Die Unabhängigkeit Lateinamerikas wurde den Spaniern im 18. und 19. Jahrhundert in einer endlosen Kette von Kämpfen abgerungen. In der Schlacht am Pichincha konnte sich vor 200 Jahren Ecuador von der spanischen Krone befreien.

Von Peter B. Schumann | 24.05.2022
In  der Schlacht von Pichincha besiegt Ecuador am 24. Mai 822 die spanischen Kolonialherren - Mural im Eloy Alfaro-Militärschul--Museum
Eine Wandmalerei in der Militärschule Quito zeigt die Schlacht von Pichincha am 24. Mai 1822 - als die spanischen Kolonialherren in Ecuador besiegt werden (picture alliance / Prisma Archivo)
Der Kampf um die Unabhängigkeit Südamerikas und Befreiung von der spanischen Krone erreichte Anfang des 19. Jahrhunderts seine entscheidende Phase. Spanien war durch die Napoleonischen Kriege von seinen Kolonien abgeschnitten, und seine Vizekönigreiche waren auf sich selbst angewiesen.
Freiheitskämpfer wie die Venezolaner Simón Bolívar und Antonio José de Sucre sammelten ihre verstreuten militärischen Truppenteile, und 1809 erklärte sich mit ihrer Hilfe das kleine Ecuador als erstes Land unabhängig von Spanien.

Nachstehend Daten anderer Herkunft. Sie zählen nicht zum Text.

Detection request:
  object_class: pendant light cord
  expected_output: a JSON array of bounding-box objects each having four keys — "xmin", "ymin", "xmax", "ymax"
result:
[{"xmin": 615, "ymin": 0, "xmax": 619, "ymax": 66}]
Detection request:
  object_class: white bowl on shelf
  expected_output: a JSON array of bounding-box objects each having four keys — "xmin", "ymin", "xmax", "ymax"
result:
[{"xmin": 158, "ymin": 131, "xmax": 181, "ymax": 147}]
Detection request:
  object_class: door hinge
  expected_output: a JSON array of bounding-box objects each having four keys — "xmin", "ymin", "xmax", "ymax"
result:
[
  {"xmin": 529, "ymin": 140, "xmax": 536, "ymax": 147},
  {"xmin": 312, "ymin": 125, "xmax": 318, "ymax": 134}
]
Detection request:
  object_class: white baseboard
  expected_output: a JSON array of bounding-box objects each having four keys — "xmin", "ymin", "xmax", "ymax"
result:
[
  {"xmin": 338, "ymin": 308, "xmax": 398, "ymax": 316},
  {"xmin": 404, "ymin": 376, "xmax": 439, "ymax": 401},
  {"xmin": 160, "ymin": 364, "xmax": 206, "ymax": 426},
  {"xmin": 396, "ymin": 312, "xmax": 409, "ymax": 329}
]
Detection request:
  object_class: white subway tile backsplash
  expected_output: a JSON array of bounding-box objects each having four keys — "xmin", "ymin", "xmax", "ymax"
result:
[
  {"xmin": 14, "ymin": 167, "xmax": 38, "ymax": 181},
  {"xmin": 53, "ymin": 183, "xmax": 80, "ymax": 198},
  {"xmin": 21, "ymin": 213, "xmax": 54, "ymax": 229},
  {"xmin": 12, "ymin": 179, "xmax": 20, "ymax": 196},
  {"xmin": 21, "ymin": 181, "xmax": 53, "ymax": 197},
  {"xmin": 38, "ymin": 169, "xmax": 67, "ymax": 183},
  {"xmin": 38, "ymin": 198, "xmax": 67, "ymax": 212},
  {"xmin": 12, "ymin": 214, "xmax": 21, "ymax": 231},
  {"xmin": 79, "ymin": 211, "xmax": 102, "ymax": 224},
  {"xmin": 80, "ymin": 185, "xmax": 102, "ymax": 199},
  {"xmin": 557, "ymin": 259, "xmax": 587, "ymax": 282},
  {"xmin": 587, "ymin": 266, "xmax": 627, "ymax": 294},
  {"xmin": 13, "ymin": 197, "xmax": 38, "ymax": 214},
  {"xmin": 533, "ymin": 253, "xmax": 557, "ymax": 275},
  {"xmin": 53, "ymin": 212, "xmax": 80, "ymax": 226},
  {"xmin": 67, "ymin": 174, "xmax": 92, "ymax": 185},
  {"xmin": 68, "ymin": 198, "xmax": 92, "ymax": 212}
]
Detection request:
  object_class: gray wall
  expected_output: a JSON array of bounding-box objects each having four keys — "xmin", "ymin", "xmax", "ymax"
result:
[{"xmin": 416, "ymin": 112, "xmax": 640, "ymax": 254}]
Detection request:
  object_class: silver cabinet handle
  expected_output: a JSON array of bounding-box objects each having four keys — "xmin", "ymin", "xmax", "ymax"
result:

Doch wenig später wurde es bereits wieder von der Kolonialmacht zurückerobert. Erst nach der Befreiung Kolumbiens erhielten auch die Unabhängigkeitsbestrebungen Ecuadors neuen Auftrieb. 1820 erklärte sich Guayaquil, die wichtigste Hafenstadt, für autonom und forderte später in einem Aufruf die Befreiung von Quito, dem sogenannten Königlichen Gerichtsbezirk:
"Nachdem wir unsere Ketten zerrissen haben, können wir nicht länger zuschauen, wie die Patrioten in Quito unter der Zwangsherrschaft stöhnen. Ergreifen wir die Waffen und eilen wir unseren Brüdern zu Hilfe.“

Ein Heer, so international wie nie zuvor gesehen

Doch es sollte noch einige Zeit vergehen, bis am 24. Mai 1822 die entscheidenden Kämpfe an den Hängen des 4.800 m hohen Pichincha, des Hausbergs von Quito, stattfanden. Bolívar hatte dazu Antonio José de Sucre aufgeboten, seinen fähigsten, 27-jährigen General. Doch so einfach war der Feldzug für ihn nicht, denn Sucre verfügte selbst nur über eine Armee von ungefähr 1.700 Mann. Deshalb sandte ihm Bolívar ein Kontingent, und aus Peru kam eine weitere Division von 1.500 Soldaten: eine aus vielen Ländern zusammengewürfelte Streitmacht – wie der venezolanische Historiker Carlos Laudázuri Camacho ausführt:
„Sucres Mannen bestanden aus Venezolanern, Panameniern, Kolumbianern, britischen, irischen und französischen Freiwilligen, von denen viele später in Ecuador blieben. Und selbst aus Spaniern, die die Seite gewechselt hatten. Aus dem Süden kamen Argentinier, Uruguayer, Paraguayer, Bolivianer und Chilenen. Es ist wirklich das erste Mal, dass ein solches Heer so international zusammengesetzt war."
Und am Morgen des 24. Mai 1822 rief General Sucre seine Truppen zur Entscheidungsschlacht auf:
"Soldaten, begleitet mich nach Quito, auf zum Pichincha, bringt die Freiheit diesem Land und folgt mir auf dem Weg zur Freiheit Südamerikas. Über unserem unentwegten Kampf wird ein weiterer Tag des Ruhms aufbrechen. Schluss mit der spanischen Tyrannei!“

Warum des Königs Schlachtordnung zusammenbrach

Auf einem relativ kleinen, von Schluchten und Steilhängen begrenzten Schlachtfeld begann zunächst ein heftiges Feuergefecht, das die Befreiungsarmee zu verlieren schien, da ihr allmählich die Munition ausging. Als letztes Mittel gab Sucre einem besonders kampferprobten Bataillon den Befehl, mit einem Bajonettangriff direkt ins Zentrum der spanischen Truppen vorzustoßen. Diesem gelang es, die royalistische Schlachtordnung aufzubrechen. Die Kolonialtruppen flohen ins 700 Meter tiefer gelegene Quito.
Doch Sucre ließ sie nicht verfolgen: er hatte sein Ziel erreicht. Am folgenden Tag unterzeichneten die Spanier die Kapitulationsurkunde. Ecuador war unabhängig – zumindest von der spanischen Krone.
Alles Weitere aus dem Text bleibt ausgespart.